Aim: We aim to investigate the incidence and associated factors of vitamin D deficiency, a seldom reported factor, in patients with stages 1 and 2 chronic kidney disease (CKD) in southern China. Methods: We conducted a single-center observational study. Hospitalized patients over 14 years old, who were diagnosed with stages 1 and 2 CKD and had their serum 25-hydroxyvitamin D [25 (OH) D] measured, were included. Patients were divided into vitamin D deficient and non-deficient groups depending on the cutoff serum 25 (OH) D value of 37 nmol/L. Clinical and biochemical parameters were evaluated for associated factors of vitamin D deficiency by logistic regression. Results: A total of 118 patients were included, of which 62 (52.5%) were vitamin D insufficient and 47 (39.8%) were vitamin D deficient. Using multivariate binary logistic regression analysis, high serum level of gamma-glutamyl transpeptidase (GGT) (OR = 5.163; 95%CI, 1.105-24.130; P = 0.037), dyslipidemia (OR = 3.083; 95%CI, 1.029-9.243; P = 0.044), 24-hour urinary protein excretion (UPE) ≥3.5 g/24 hrs (OR = 5.010; 95%CI, 1.316-19.074; P = 0.018), and treatment with glucocorticoids (OR = 2.973; 95%CI, 1.093-8.084; P = 0.033) were independently associated with vitamin D deficiency. In addition, among different types of nephropathy, minimal change disease (MCD) had the highest incidence (85.7%) of vitamin D deficiency. Conclusion: Poor vitamin D status is common in patients with stages 1 and 2 CKD in southern China. The incidence of vitamin D deficiency is 39.8%. High serum GGT level, dyslipidemia, 24-hour UPE ≥3.5 g/24 hrs, and treatment with glucocorticoids are independent associated factors of vitamin D deficiency.
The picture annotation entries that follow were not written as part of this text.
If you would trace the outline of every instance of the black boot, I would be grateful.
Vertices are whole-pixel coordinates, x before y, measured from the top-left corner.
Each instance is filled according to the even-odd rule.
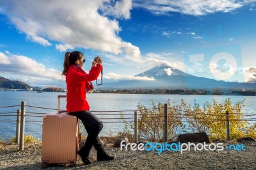
[[[114,157],[108,155],[104,150],[100,150],[97,152],[97,160],[111,160],[114,159]]]
[[[84,164],[86,165],[89,165],[91,164],[91,161],[89,160],[89,154],[84,154],[83,152],[83,150],[80,149],[77,151],[78,155],[79,155],[81,158],[82,159],[83,162],[84,162]]]

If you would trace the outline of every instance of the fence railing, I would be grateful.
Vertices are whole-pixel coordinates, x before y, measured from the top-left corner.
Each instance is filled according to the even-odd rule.
[[[39,118],[42,118],[42,116],[35,116],[35,115],[31,115],[31,114],[28,114],[26,112],[26,107],[33,107],[33,108],[38,108],[38,109],[50,109],[50,110],[54,110],[57,111],[56,109],[51,109],[51,108],[47,108],[47,107],[36,107],[36,106],[31,106],[31,105],[26,105],[26,102],[21,102],[21,104],[19,105],[12,105],[12,106],[0,106],[0,108],[6,108],[6,107],[18,107],[20,106],[20,109],[17,109],[17,120],[1,120],[0,121],[16,121],[16,143],[17,144],[19,144],[19,150],[20,151],[23,151],[24,150],[24,135],[25,135],[25,121],[40,121],[42,122],[42,121],[37,121],[37,120],[27,120],[26,121],[26,117],[39,117]],[[150,110],[150,109],[163,109],[163,108],[154,108],[154,109],[148,109],[147,110]],[[164,104],[163,109],[164,109],[164,115],[163,116],[157,116],[157,118],[160,117],[163,117],[164,118],[164,133],[163,133],[163,139],[164,141],[168,141],[168,123],[170,122],[168,121],[168,109],[170,108],[168,108],[167,104]],[[182,112],[190,112],[190,113],[194,113],[194,114],[201,114],[202,113],[199,112],[189,112],[189,111],[185,111],[180,109],[171,109],[175,111],[182,111]],[[138,143],[138,111],[139,110],[126,110],[126,111],[92,111],[93,112],[134,112],[134,114],[125,114],[123,115],[127,115],[127,116],[134,116],[133,117],[129,117],[129,118],[100,118],[101,120],[133,120],[133,121],[102,121],[103,123],[134,123],[134,143]],[[13,116],[15,115],[11,115],[11,114],[12,114],[13,112],[0,112],[0,117],[1,116]],[[28,114],[45,114],[45,112],[27,112]],[[206,115],[207,114],[204,114],[204,115]],[[225,112],[226,114],[226,118],[225,119],[208,119],[207,120],[194,120],[195,121],[211,121],[211,120],[218,120],[218,121],[223,121],[226,122],[226,133],[227,133],[227,140],[230,141],[230,115],[228,113],[228,111]],[[120,116],[120,114],[95,114],[95,115],[104,115],[104,116]],[[172,115],[175,115],[172,114]],[[177,116],[179,116],[179,114],[177,114]],[[212,114],[211,114],[212,115]],[[256,116],[256,114],[244,114],[243,116]],[[236,115],[232,115],[232,116],[236,116]],[[156,118],[154,116],[148,116],[147,118]],[[198,118],[200,119],[200,118]],[[232,119],[232,120],[239,120],[239,121],[256,121],[256,118],[243,118],[243,119]],[[173,121],[174,122],[174,121]]]

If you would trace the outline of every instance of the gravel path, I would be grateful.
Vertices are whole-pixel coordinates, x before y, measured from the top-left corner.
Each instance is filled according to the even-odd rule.
[[[74,167],[68,165],[51,165],[46,169],[256,169],[256,142],[244,141],[246,151],[120,151],[107,146],[113,155],[112,161],[98,162],[96,151],[90,153],[90,165],[84,165],[79,158]],[[19,151],[17,144],[0,144],[1,169],[41,169],[41,144],[25,145]]]

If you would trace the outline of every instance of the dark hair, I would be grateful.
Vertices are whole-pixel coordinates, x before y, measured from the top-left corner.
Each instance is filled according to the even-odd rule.
[[[69,66],[74,65],[76,61],[82,59],[83,57],[84,57],[84,55],[80,51],[67,52],[65,53],[62,75],[66,75]]]

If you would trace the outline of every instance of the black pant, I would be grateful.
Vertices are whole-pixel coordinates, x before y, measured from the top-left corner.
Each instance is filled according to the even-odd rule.
[[[83,153],[84,157],[88,157],[92,146],[96,150],[103,150],[103,145],[99,138],[99,134],[103,128],[102,122],[89,111],[69,112],[69,114],[76,116],[84,125],[88,136],[84,146],[81,148],[79,152]]]

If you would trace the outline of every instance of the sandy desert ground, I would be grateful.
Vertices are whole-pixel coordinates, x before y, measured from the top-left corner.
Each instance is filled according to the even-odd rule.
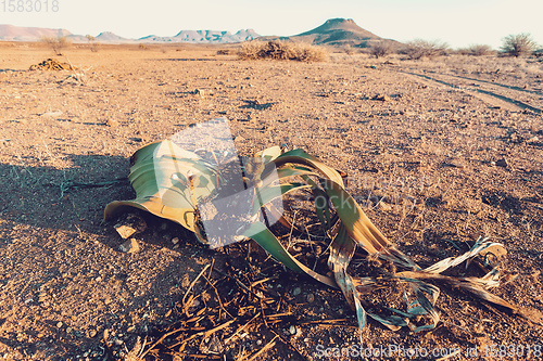
[[[219,116],[241,155],[286,144],[348,172],[353,195],[382,199],[364,204],[370,219],[420,263],[458,255],[479,235],[503,243],[509,282],[493,292],[543,320],[543,63],[535,59],[333,53],[323,63],[252,62],[213,48],[127,46],[71,48],[77,72],[30,72],[66,57],[20,43],[0,44],[0,358],[130,359],[138,337],[152,344],[182,317],[176,305],[206,265],[226,272],[231,263],[240,274],[254,267],[248,252],[262,256],[254,244],[207,250],[154,218],[137,235],[140,252],[123,253],[102,215],[111,201],[134,197],[128,184],[61,193],[67,181],[126,177],[142,145]],[[291,312],[270,326],[280,337],[261,324],[226,343],[232,324],[213,336],[219,351],[194,340],[177,356],[171,346],[147,358],[317,360],[323,348],[356,345],[354,312],[339,291],[265,263],[273,272],[258,276],[279,276],[270,285]],[[228,292],[218,289],[225,302]],[[438,310],[442,322],[427,333],[370,321],[364,347],[460,349],[450,360],[496,359],[492,350],[508,347],[505,359],[541,359],[528,357],[541,351],[541,325],[454,291]],[[211,327],[201,326],[193,332]]]

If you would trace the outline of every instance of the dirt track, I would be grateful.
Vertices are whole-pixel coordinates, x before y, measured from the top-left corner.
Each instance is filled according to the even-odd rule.
[[[29,72],[51,57],[48,50],[2,44],[0,53],[5,359],[103,359],[104,332],[119,357],[137,336],[175,321],[167,312],[204,265],[215,259],[223,267],[225,252],[203,249],[152,219],[138,236],[141,252],[119,252],[118,235],[101,218],[109,202],[134,196],[128,185],[60,192],[67,180],[125,177],[128,157],[143,144],[218,116],[230,119],[242,155],[286,144],[346,171],[349,191],[370,201],[368,216],[420,263],[457,255],[481,234],[504,243],[504,267],[519,276],[494,292],[542,319],[541,63],[451,56],[387,64],[361,54],[315,64],[240,62],[214,49],[134,47],[68,49],[79,70]],[[242,268],[248,245],[239,247]],[[342,295],[290,273],[280,282],[298,320],[348,319],[349,327],[298,325],[285,336],[290,346],[278,343],[261,358],[317,359],[319,345],[356,344],[354,312]],[[302,293],[293,295],[296,287]],[[454,291],[438,308],[443,322],[430,333],[370,322],[365,347],[459,348],[462,359],[477,360],[492,359],[482,353],[492,345],[543,339],[541,326]],[[261,330],[224,353],[248,357],[269,339]],[[467,358],[473,347],[478,358]]]

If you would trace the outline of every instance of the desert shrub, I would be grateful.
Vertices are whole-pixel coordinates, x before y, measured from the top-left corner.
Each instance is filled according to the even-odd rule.
[[[422,57],[431,59],[438,55],[446,55],[447,51],[449,44],[446,42],[415,39],[406,43],[402,53],[406,54],[409,59],[419,60]]]
[[[369,48],[369,52],[371,55],[374,55],[376,59],[383,57],[392,53],[392,46],[390,42],[381,41],[377,42]]]
[[[231,49],[219,49],[217,50],[217,55],[230,55],[233,54]]]
[[[532,40],[531,35],[523,33],[518,35],[508,35],[502,40],[502,53],[508,56],[522,56],[531,54],[538,44]]]
[[[472,44],[469,46],[467,50],[467,55],[473,56],[484,56],[492,54],[492,48],[485,44]]]
[[[239,51],[241,60],[294,60],[301,62],[323,62],[328,57],[325,49],[306,43],[286,41],[248,41]]]
[[[100,47],[100,42],[98,42],[97,38],[94,38],[92,35],[88,35],[88,34],[85,37],[89,41],[90,51],[93,53],[98,52],[98,48]]]
[[[48,44],[56,55],[62,55],[62,50],[71,44],[71,41],[66,37],[42,37],[41,42]]]

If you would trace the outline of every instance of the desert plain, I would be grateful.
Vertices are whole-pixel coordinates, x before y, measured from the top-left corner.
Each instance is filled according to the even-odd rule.
[[[126,177],[144,144],[226,117],[240,155],[300,147],[346,172],[368,217],[417,262],[459,255],[481,235],[506,247],[505,278],[492,292],[533,322],[450,289],[437,302],[434,330],[392,332],[369,321],[364,348],[441,350],[389,354],[396,360],[541,359],[541,61],[331,51],[326,62],[304,63],[217,50],[73,46],[55,56],[41,44],[0,43],[0,358],[136,360],[186,315],[176,306],[185,296],[210,288],[203,279],[192,284],[204,267],[225,273],[231,263],[240,274],[268,265],[252,281],[273,278],[289,318],[241,332],[247,322],[230,323],[184,350],[157,345],[147,359],[356,359],[333,353],[359,345],[341,292],[275,267],[250,241],[210,250],[152,217],[135,236],[139,250],[123,252],[115,222],[102,218],[108,203],[135,196],[130,185],[61,189]],[[29,70],[49,57],[75,70]],[[293,238],[303,253],[307,237]],[[216,292],[190,312],[232,297]],[[214,325],[232,319],[222,314]],[[204,321],[192,333],[211,330]]]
Keywords: 25-hydroxyvitamin D, chronic kidney disease, vitamin D deficiency


How to cite this article:
Feng M, Lv J, Huang F T, Huang R, Qiu Q, Tang Y, Xu A P. Vitamin D deficiency in patients with stages 1 and 2 chronic kidney disease in Southern China. Niger J Clin Pract 2018;21:1639-44

How to cite this URL:
Feng M, Lv J, Huang F T, Huang R, Qiu Q, Tang Y, Xu A P. Vitamin D deficiency in patients with stages 1 and 2 chronic kidney disease in Southern China. Niger J Clin Pract [serial online] 2018 [cited 2019 Jun 20];21:1639-44. Available from: http://www.njcponline.com/text.asp?2018/21/12/1639/247669




   Introduction Top


Mounting evidence shows that chronic kidney disease (CKD) is a major global health problem nowadays. More than 10% of the entire population is in different stages of CKD.[1]
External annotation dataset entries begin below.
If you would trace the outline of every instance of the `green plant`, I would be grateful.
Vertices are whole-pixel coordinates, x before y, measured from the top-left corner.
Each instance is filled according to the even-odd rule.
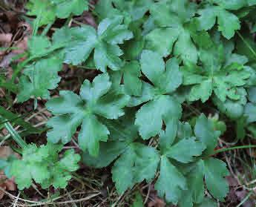
[[[11,162],[19,188],[29,187],[32,179],[44,188],[66,186],[79,157],[67,151],[59,160],[58,143],[70,142],[81,126],[83,162],[95,168],[114,162],[118,193],[145,180],[179,206],[215,206],[204,197],[206,190],[224,201],[229,171],[212,156],[225,123],[202,114],[191,127],[183,110],[185,104],[211,102],[239,123],[240,139],[246,128],[255,130],[256,53],[238,30],[255,23],[250,16],[256,1],[194,1],[99,0],[91,9],[97,29],[65,25],[51,38],[39,36],[39,27],[49,24],[46,33],[56,18],[80,15],[90,4],[29,1],[27,14],[36,16],[34,33],[12,81],[19,78],[19,102],[49,99],[46,107],[53,116],[47,123],[48,144],[30,145],[22,160]],[[60,91],[59,97],[50,98],[62,63],[99,74],[91,82],[85,79],[79,95]],[[20,173],[24,166],[30,177]]]

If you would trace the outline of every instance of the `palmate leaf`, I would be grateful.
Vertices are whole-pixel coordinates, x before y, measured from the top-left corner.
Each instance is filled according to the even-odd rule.
[[[237,10],[243,6],[243,2],[242,1],[225,2],[229,1],[222,0],[212,1],[219,5],[207,4],[197,12],[200,16],[197,19],[200,28],[204,30],[210,30],[215,24],[217,18],[218,30],[222,33],[223,36],[230,39],[234,36],[235,31],[240,30],[240,24],[238,17],[228,10]]]
[[[39,147],[30,144],[24,148],[22,159],[11,162],[10,174],[15,177],[19,189],[29,188],[33,180],[44,188],[51,185],[56,188],[65,188],[72,177],[70,172],[79,168],[80,156],[72,149],[59,159],[62,148],[62,145],[51,143]]]
[[[229,185],[223,177],[229,174],[226,165],[224,162],[215,158],[197,162],[193,170],[188,174],[187,197],[190,197],[190,206],[193,206],[194,202],[200,203],[203,201],[204,180],[211,194],[215,199],[224,201]]]
[[[128,23],[142,18],[153,3],[152,0],[99,0],[95,10],[101,19],[123,15]]]
[[[142,81],[140,79],[140,65],[137,61],[131,61],[125,64],[118,71],[113,73],[116,87],[120,88],[119,84],[123,82],[124,93],[128,95],[140,96],[142,93]]]
[[[27,4],[27,14],[39,18],[39,26],[53,23],[56,18],[65,19],[80,15],[88,10],[87,0],[30,0]]]
[[[213,92],[223,102],[227,99],[237,101],[243,98],[238,88],[243,88],[255,72],[246,69],[246,57],[231,53],[225,57],[222,45],[201,50],[203,67],[190,65],[183,68],[183,85],[192,85],[190,101],[205,102]]]
[[[107,73],[97,76],[92,83],[85,80],[79,96],[71,91],[60,91],[60,97],[49,100],[46,106],[56,116],[47,122],[52,128],[47,139],[53,142],[62,140],[67,143],[82,125],[79,144],[90,154],[99,154],[99,141],[106,142],[109,131],[99,120],[99,116],[117,119],[124,114],[124,108],[129,101],[127,95],[108,93],[111,86]]]
[[[161,56],[151,50],[143,50],[140,65],[142,73],[154,85],[154,88],[148,83],[142,83],[142,91],[148,90],[151,92],[149,92],[150,96],[146,96],[144,99],[143,93],[147,92],[142,91],[142,99],[140,101],[141,103],[149,102],[136,114],[135,125],[139,127],[142,137],[147,139],[160,131],[163,119],[167,121],[168,117],[177,119],[180,117],[180,103],[170,94],[181,84],[182,75],[177,59],[168,60],[165,69],[165,63]],[[146,123],[145,120],[151,122]]]
[[[135,183],[151,181],[157,172],[160,156],[151,147],[133,143],[115,162],[112,178],[117,191],[123,193]]]
[[[93,50],[93,60],[97,69],[105,72],[107,67],[114,70],[123,66],[119,56],[123,54],[118,44],[133,37],[128,27],[122,24],[123,17],[119,16],[103,19],[97,31],[88,25],[69,30],[69,41],[65,48],[65,62],[74,65],[86,61]],[[65,32],[64,30],[62,32]]]
[[[19,80],[18,102],[23,102],[30,97],[49,99],[48,90],[58,86],[61,79],[58,72],[62,68],[62,61],[55,56],[28,65]]]
[[[197,61],[197,50],[191,36],[190,22],[196,4],[187,0],[163,1],[150,10],[154,26],[146,36],[145,47],[162,56],[173,53],[184,63]]]
[[[174,122],[175,123],[168,122],[165,131],[160,134],[160,151],[152,147],[135,142],[136,138],[131,139],[135,137],[131,134],[128,135],[129,134],[125,133],[127,138],[118,140],[118,137],[122,137],[122,128],[119,128],[121,130],[119,132],[119,136],[115,136],[114,141],[101,143],[101,153],[98,157],[88,157],[87,154],[84,154],[84,162],[90,166],[103,167],[109,165],[119,156],[114,162],[112,174],[116,189],[120,194],[144,180],[150,182],[154,177],[160,164],[160,175],[155,188],[160,195],[165,197],[168,202],[177,203],[183,190],[187,189],[186,178],[176,166],[177,162],[189,163],[194,161],[195,157],[202,154],[205,145],[195,137],[186,137],[192,136],[191,127],[188,123],[179,122],[177,125],[177,120]],[[173,126],[177,125],[179,127],[174,131]],[[184,130],[186,132],[178,132],[183,129],[186,129]],[[209,133],[210,130],[214,132],[211,128],[209,129]],[[171,161],[174,160],[175,162]]]

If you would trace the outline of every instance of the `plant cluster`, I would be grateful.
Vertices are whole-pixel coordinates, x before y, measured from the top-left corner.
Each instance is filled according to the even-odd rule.
[[[145,181],[179,206],[224,201],[229,171],[212,157],[221,132],[203,114],[188,123],[183,110],[211,102],[238,123],[240,139],[246,129],[256,134],[256,53],[249,44],[255,44],[256,1],[194,1],[99,0],[94,7],[85,0],[29,1],[33,35],[12,81],[19,77],[19,102],[47,99],[53,117],[47,145],[30,145],[10,165],[20,189],[32,180],[43,188],[66,186],[79,155],[66,151],[59,159],[59,143],[79,129],[83,162],[95,168],[114,162],[119,194]],[[96,28],[66,24],[50,38],[39,34],[57,18],[88,10]],[[79,93],[60,91],[51,98],[63,63],[99,75],[84,80]]]

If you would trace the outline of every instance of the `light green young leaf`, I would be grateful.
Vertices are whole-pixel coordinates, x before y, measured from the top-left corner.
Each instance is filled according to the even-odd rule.
[[[24,148],[22,159],[15,160],[11,163],[10,174],[15,177],[19,189],[29,188],[33,180],[44,188],[51,185],[56,188],[65,188],[71,178],[70,172],[79,168],[77,162],[80,156],[72,149],[66,151],[59,160],[61,149],[61,145],[51,143],[39,147],[31,144]]]
[[[56,5],[56,15],[61,19],[68,18],[70,15],[80,15],[88,10],[87,0],[52,0]]]

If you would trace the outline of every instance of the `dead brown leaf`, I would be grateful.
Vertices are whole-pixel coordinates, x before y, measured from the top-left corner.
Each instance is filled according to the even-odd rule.
[[[165,207],[165,203],[162,199],[156,197],[154,200],[148,203],[148,207]]]
[[[16,155],[17,157],[19,157],[8,146],[0,147],[0,158],[4,159],[12,154]],[[14,178],[8,179],[2,171],[0,171],[0,187],[7,191],[16,191],[17,188]],[[4,195],[4,192],[0,191],[0,200],[3,198]]]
Poor vitamin D status, including vitamin D insufficiency and deficiency, has a high prevalence in patients with CKD, and the prevalence increases as kidney function declines.[2],[3] 25-hydroxyvitamin D [25 (OH) D], the major circulating form of vitamin D, is the main storage of vitamin D in the body and is usually measured for evaluating vitamin D status.[4] According to the 2009 Kidney Disease: Improving Global Outcomes (KDIGO) guidelines, vitamin D insufficiency is defined as a serum concentration of 25 (OH) D between 15 ng/mL and 30 ng/mL (1 ng/mL is equivalent to 2.5 nmol/L), whereas vitamin D deficiency is defined as a serum concentration of 25 (OH) D lower than 15 ng/mL.[4] It has been shown that vitamin D deficiency is associated with CKD-mineral and bone diseases and deterioration of renal function.[5] It is also reported that vitamin D deficiency is linked to increased all-cause and cardiovascular mortality in CKD patients.[6]
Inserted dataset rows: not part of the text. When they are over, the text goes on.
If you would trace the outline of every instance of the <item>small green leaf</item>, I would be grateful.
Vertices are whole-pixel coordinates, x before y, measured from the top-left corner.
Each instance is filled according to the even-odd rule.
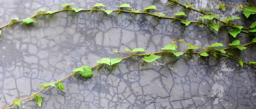
[[[37,94],[35,96],[35,99],[36,99],[36,103],[38,104],[39,107],[41,107],[41,104],[42,104],[42,98]]]
[[[242,50],[245,49],[246,49],[246,47],[240,47],[239,46],[236,46],[236,47],[238,48],[238,49],[240,49],[241,50]]]
[[[130,6],[130,4],[127,4],[126,3],[123,4],[121,5],[120,6],[117,6],[118,7],[119,7],[120,8],[122,7],[128,7],[128,8],[131,8],[131,7]]]
[[[223,8],[226,9],[227,8],[226,8],[226,7],[225,7],[225,6],[224,5],[220,4],[219,5],[219,9],[221,9]]]
[[[236,35],[240,33],[240,32],[241,32],[241,29],[237,28],[234,30],[229,31],[229,33],[233,37],[235,38],[236,37]]]
[[[16,99],[13,100],[13,101],[12,101],[12,103],[13,104],[17,105],[18,106],[20,107],[20,100],[19,99]]]
[[[238,63],[239,63],[239,65],[240,65],[242,67],[243,66],[244,63],[243,63],[243,61],[239,61]]]
[[[113,65],[119,62],[120,62],[122,60],[122,59],[121,59],[121,58],[113,58],[113,59],[112,59],[110,60],[110,63],[111,64],[111,65]]]
[[[221,49],[220,48],[218,48],[217,49],[217,50],[218,50],[218,51],[220,51],[220,52],[223,53],[226,53],[226,51],[225,50],[223,50],[222,49]]]
[[[144,58],[142,58],[142,59],[147,62],[152,62],[161,57],[161,56],[157,56],[155,55],[152,54],[150,54],[149,56],[147,55],[145,55]]]
[[[254,12],[256,11],[256,7],[246,6],[245,7],[245,9],[254,11]],[[248,17],[249,17],[251,14],[256,14],[256,13],[247,11],[244,9],[243,9],[243,14],[244,15],[244,16],[246,17],[246,18],[248,18]]]
[[[129,48],[125,48],[125,49],[124,49],[124,50],[125,50],[125,51],[132,51],[131,50],[130,50],[130,49],[129,49]]]
[[[108,58],[102,58],[101,60],[97,61],[99,64],[106,64],[110,65],[110,59]]]
[[[133,10],[131,10],[131,11],[133,11],[133,12],[135,12],[135,13],[137,13],[139,12],[140,11],[140,9],[139,9],[138,10],[136,10],[136,11]]]
[[[232,44],[229,44],[229,45],[240,45],[240,41],[239,40],[236,40],[234,41],[233,42],[232,42]]]
[[[85,77],[90,77],[92,76],[91,68],[88,65],[82,66],[80,68],[83,68],[84,71],[79,71],[78,72],[82,76]]]
[[[239,28],[239,29],[242,29],[242,28],[244,28],[244,27],[243,27],[243,26],[234,26],[236,27],[236,28]]]
[[[135,48],[133,50],[133,51],[130,51],[130,52],[138,52],[138,51],[146,51],[144,50],[144,49],[142,48]]]
[[[186,7],[186,8],[188,8],[189,7],[192,6],[193,6],[194,5],[195,5],[195,4],[193,4],[192,5],[184,5]]]
[[[209,56],[209,54],[205,52],[203,52],[200,54],[200,55],[204,56]]]
[[[56,11],[53,11],[53,10],[50,11],[48,11],[47,12],[48,13],[50,14],[52,14],[52,13],[54,13],[56,12]]]
[[[15,19],[17,20],[19,20],[19,18],[12,18],[10,19],[10,20],[9,20],[9,21],[11,21],[11,20],[12,21],[12,19]]]
[[[217,46],[223,46],[223,44],[221,43],[215,43],[212,44],[210,46],[208,46],[208,47],[211,47]]]
[[[78,72],[79,71],[84,71],[84,69],[83,68],[80,67],[79,68],[76,68],[76,69],[73,70],[73,73]]]
[[[187,48],[186,48],[186,49],[197,49],[198,48],[199,48],[197,47],[195,47],[193,46],[190,46]]]
[[[190,23],[190,22],[191,22],[191,21],[180,21],[181,22],[181,23],[185,24],[186,25],[185,25],[185,26],[187,26],[187,25],[189,24]]]
[[[217,31],[219,31],[219,25],[213,25],[210,24],[209,25],[212,28],[214,29]]]
[[[28,24],[32,22],[37,23],[36,21],[30,18],[27,18],[25,19],[23,19],[22,20],[22,21],[23,21],[23,23],[24,23],[26,24]]]
[[[218,58],[218,57],[217,57],[217,55],[216,55],[216,53],[213,53],[212,54],[212,55],[213,56],[214,56],[215,58]]]
[[[111,13],[113,12],[113,10],[111,10],[109,9],[107,10],[106,10],[102,8],[101,8],[101,9],[102,9],[102,10],[103,10],[103,11],[105,11],[105,12],[106,12],[106,13],[107,13],[107,14],[110,14]]]
[[[57,87],[59,88],[59,89],[60,89],[61,91],[62,91],[63,92],[67,92],[64,91],[64,87],[63,87],[63,86],[62,85],[62,84],[60,82],[58,82],[56,84],[57,84]]]
[[[75,3],[67,3],[67,4],[65,4],[65,5],[61,5],[60,6],[62,7],[65,8],[66,6],[69,5],[70,5],[71,4],[75,4]]]
[[[249,64],[254,64],[256,63],[256,61],[249,61]]]
[[[169,44],[161,48],[161,50],[176,50],[176,46],[173,44]]]
[[[250,28],[253,28],[256,26],[256,21],[254,21],[251,24],[251,25],[250,26]]]
[[[185,15],[185,13],[183,12],[177,12],[174,15],[185,15],[185,16],[187,16],[186,15]]]
[[[92,6],[94,7],[96,7],[96,6],[106,7],[106,6],[104,5],[103,5],[103,4],[102,4],[102,3],[98,3],[97,4],[95,4],[95,5],[94,5],[94,6]]]
[[[1,33],[0,33],[0,34]],[[256,42],[256,37],[254,38],[251,41],[253,42]]]
[[[256,27],[254,27],[251,30],[250,30],[248,31],[251,32],[256,32]]]
[[[75,11],[75,12],[79,12],[80,11],[84,9],[83,9],[82,8],[74,8],[74,7],[70,7],[70,8],[71,8],[74,11]]]
[[[180,52],[175,52],[173,50],[170,50],[170,51],[172,51],[172,53],[173,53],[173,54],[174,54],[176,57],[180,56],[181,55],[183,54],[183,53]]]
[[[230,15],[229,15],[229,16],[228,18],[226,18],[226,19],[223,19],[223,20],[224,20],[224,21],[228,21],[230,20],[232,20],[232,19],[240,19],[240,18],[240,18],[239,17],[233,17],[233,18],[231,18],[230,17]]]
[[[45,11],[45,9],[46,9],[46,8],[40,9],[38,10],[37,10],[37,11],[35,11],[34,12],[38,12],[39,11],[42,11],[44,12]]]
[[[156,8],[156,6],[155,6],[154,5],[152,5],[150,6],[149,6],[147,8],[143,8],[144,10],[147,10],[148,9],[157,9]]]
Most of the research about poor vitamin D status in CKD patients has been focused on stage 3-5 CKD. Monitoring serum 25 (OH) D concentration is only suggested in stage 3-5 CKD patients by KDIGO guidelines at present.[4] However, the status of vitamin D in patients with stages 1 and 2 CKD is seldom reported. Due to the poor outcome of vitamin D deficiency, we postulate that it is necessary to monitor serum 25 (OH) D in patients with stages 1 and 2 CKD. In this study, we aim to investigate the incidence and associated factors of vitamin D deficiency in patients with stages 1 and 2 CKD in southern China.


   Methods Top


Study design and population

This was an observational study, which included hospitalized patients in Sun Yat-sen Memorial Hospital of Sun Yat-sen University, Guangzhou, China from January 2014 to May 2017. Patients who met the following criteria were included: a) those who were diagnosed with CKD conforming to the 2013 KDIGO guidelines;[7] b) those with the estimated glomerular filtration rate (eGFR) ≥60 ml/min/1.73 m2; and c) those who had their levels of serum 25(OH) D measured. Patients less than 14 years old were excluded. This study was conducted in compliance with the Declaration of Helsinki and was approved by the ethical committee in Sun Yat-sen Memorial Hospital, Sun Yat-sen University, Guangzhou, China.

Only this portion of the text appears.